Money and ruthlessness can snuff out a phenomenon. That’s what happened to McCain. What unites these out-of-nowhere challengers is their willingness, in the eyes of their supporters, to speak truth to power.
To many Americans, probably a minority at this point, much of what President Bush is doing, domestically and abroad, is dishonest, irresponsible and enormously damaging. Dean has taken it upon himself to say the emperor has no clothes. People like that. Or some of them do. So they are sending him money.
In his announcement speech last month Dean went to great lengths to transform himself from a phenomenon to a contender. He talked about the restoration of America to its true self. And, echoing the “Take Back Vermont” slogan that dominated the state a few years ago, he urged his fellow citizens to “take back America.” He talked about a “new American generation and a new American century” – presidential language designed to offer a vision, especially to young people.

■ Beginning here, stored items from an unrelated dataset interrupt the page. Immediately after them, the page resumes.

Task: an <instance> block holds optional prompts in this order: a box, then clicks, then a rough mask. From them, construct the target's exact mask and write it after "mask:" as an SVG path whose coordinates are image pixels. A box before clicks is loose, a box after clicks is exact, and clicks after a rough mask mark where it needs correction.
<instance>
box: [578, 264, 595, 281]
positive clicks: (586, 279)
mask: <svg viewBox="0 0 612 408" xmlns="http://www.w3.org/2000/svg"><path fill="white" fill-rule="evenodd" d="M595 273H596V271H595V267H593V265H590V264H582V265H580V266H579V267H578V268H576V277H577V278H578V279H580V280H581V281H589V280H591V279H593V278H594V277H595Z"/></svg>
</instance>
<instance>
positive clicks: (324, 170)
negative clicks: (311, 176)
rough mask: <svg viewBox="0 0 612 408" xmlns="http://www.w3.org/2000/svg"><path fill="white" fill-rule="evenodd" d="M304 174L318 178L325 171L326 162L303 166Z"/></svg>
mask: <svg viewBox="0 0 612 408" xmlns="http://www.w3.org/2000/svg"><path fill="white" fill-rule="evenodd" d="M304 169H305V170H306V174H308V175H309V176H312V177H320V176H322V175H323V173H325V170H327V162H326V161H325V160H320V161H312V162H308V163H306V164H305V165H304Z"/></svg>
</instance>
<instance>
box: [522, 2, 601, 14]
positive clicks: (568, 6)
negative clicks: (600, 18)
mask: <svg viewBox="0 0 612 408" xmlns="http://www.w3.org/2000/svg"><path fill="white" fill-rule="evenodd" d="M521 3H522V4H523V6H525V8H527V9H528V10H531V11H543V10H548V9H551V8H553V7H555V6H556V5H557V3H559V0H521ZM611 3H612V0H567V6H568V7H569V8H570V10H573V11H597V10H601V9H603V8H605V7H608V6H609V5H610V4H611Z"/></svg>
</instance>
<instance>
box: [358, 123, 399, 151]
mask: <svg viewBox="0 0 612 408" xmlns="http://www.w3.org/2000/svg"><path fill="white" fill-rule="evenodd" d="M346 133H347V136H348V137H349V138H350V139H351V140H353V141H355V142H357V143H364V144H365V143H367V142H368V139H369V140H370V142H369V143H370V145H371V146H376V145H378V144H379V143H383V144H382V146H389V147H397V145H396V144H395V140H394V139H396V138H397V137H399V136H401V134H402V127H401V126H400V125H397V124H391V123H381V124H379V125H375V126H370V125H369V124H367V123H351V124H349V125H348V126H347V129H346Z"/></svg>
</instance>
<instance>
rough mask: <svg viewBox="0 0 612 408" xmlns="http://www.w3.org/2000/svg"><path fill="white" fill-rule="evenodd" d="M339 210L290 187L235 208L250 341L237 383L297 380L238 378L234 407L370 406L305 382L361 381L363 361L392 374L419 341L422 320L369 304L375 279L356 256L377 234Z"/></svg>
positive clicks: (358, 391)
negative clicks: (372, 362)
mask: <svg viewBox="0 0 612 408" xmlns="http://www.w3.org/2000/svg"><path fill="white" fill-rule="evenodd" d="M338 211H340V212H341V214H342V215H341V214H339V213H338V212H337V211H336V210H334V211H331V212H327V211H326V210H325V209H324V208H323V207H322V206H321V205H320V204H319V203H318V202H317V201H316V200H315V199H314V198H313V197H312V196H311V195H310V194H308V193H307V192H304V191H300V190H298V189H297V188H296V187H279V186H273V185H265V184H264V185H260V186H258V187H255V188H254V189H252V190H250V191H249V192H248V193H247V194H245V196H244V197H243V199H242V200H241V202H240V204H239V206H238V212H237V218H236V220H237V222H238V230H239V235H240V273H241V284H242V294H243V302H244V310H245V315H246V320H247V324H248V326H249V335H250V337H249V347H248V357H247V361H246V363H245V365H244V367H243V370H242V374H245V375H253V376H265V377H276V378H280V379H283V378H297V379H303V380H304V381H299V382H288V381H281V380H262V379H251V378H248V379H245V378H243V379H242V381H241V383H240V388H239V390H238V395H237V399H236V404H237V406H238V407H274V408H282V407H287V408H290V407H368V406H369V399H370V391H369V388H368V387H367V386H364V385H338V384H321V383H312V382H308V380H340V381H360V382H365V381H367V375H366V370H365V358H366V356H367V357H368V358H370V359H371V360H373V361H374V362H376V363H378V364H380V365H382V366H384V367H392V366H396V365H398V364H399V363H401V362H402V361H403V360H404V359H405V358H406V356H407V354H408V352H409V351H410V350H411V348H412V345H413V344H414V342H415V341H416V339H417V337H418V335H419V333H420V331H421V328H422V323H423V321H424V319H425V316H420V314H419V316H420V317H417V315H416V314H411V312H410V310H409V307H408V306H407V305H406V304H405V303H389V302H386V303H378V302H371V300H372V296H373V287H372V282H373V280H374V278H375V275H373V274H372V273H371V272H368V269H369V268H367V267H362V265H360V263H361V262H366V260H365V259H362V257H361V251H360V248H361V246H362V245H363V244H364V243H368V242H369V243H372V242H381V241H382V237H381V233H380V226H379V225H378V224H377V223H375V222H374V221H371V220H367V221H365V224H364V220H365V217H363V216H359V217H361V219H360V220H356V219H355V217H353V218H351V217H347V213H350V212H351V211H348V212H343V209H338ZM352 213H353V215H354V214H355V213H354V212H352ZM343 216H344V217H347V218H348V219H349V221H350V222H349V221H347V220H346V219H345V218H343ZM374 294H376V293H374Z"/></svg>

Dean still must contend with his propensity to commit verbal gaffes. He has had to apologize several times for things said about his opponents.
But it is a curious thing about gaffes. The press jumps all over someone like Howard Dean for a verbal blunder, as if it is proof of his incompetence.
The expectations for President Bush are different.
He is widely believed to be so incompetent verbally that if he blunders it is par for the course. If he tells a lie, as he did in his State of the Union Address with regard to Iraq’s nuclear weapons program, people don’t want to hear about it. Or they excuse it. It’s the CIA’s fault, Bush says, for feeding him wrong information.
These are some of the obstacles facing the upstart physician from Vermont trying to establish his credibility on the national stage.
Who knows how it will all end? But it will be an interesting ride.
This is David Moats from Middlebury.